I have a nice build machine and would like to push images from it into a registry:2 service running on a docker 1.13 swarm but I’m getting the ‘server gave HTTP response to HTTPS client’ error. Perhaps just TLS setup, but I’m not sure how to go about fixing this. Any help appreciated. I don’t want to run an insecure registry since this will eventually span networks.
Perhaps someone can tell me where this error is coming from? I see an awful lot of posts mentioning this symptom but none seem to have a precise definition of the cause. They often seem to decide to run the registry insecurely… which is probably not a good outcome. A diagram showing which nodes are communicating would be nice. It’s mentioning http, which suggests that communication with the registry service is occurring, but the registry running on that specific worker node cannot setup TLS properly. I’ve seen previous versions of the documentation which setup TLS key/certificate files on a specific node, but i’m not sure that it will work in this case since the node running the service is allocated dynamically by swarm. Any help appreciated!
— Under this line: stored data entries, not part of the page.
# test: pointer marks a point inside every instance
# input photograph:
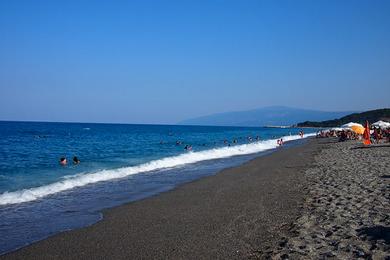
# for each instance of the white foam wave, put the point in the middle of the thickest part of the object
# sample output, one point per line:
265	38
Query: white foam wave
80	180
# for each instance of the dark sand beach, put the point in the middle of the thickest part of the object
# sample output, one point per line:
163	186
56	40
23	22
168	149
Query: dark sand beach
318	200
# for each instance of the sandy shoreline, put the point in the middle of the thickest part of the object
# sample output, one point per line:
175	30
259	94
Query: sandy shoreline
346	213
315	201
223	216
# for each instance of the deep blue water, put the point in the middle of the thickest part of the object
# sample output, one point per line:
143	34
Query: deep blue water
39	197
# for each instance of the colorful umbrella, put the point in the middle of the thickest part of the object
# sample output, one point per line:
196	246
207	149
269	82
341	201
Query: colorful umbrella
366	134
358	129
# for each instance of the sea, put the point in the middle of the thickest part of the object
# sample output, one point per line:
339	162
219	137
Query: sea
119	163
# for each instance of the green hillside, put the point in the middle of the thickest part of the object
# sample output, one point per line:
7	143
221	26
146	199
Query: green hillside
371	116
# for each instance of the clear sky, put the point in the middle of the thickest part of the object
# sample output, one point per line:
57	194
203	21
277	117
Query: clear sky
164	61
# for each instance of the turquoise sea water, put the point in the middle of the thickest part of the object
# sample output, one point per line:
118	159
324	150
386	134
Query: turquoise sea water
119	163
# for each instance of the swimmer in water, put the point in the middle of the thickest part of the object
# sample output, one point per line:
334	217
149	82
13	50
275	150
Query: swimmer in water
76	160
63	161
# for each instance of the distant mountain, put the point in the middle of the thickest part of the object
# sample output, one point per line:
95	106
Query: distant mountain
371	116
267	116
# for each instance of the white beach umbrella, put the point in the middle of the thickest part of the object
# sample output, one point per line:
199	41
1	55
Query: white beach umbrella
381	124
350	124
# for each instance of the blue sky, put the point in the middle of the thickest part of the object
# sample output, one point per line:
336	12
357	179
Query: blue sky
164	61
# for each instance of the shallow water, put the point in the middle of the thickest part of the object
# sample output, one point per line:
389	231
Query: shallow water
119	163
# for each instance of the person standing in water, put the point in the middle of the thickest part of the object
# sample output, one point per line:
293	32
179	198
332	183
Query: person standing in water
76	160
63	161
I did a little more hunting. From what I can gather, the Docker documentation does not cover running registry:2 as an externally-accessible service in swarm mode. It may not be supported. Some blogs do have examples which run it as a service but they push/pull from within the swarm. I can do this too, in a pinch.
I assume that the error message arises because the swarm is routing the docker push request to a task running on a swarm node and the task is requiring https. The old approach was to pass environment variables to a ‘docker run’ or mark the registry as insecure in the daemon settings but neither approach seems clean in a swarm setting. Perhaps someone knows of a better way… it’s not a blocker for me in any case.
I think the docker 1.13 secret support could be leveraged for this, though the TLS files in question aren’t actually secrets. I’m not sure if the registry service would twig to the environment variables pointing to the TLS files, though. I haven’t come across a blog post attempting it yet, though. Has anyone tried?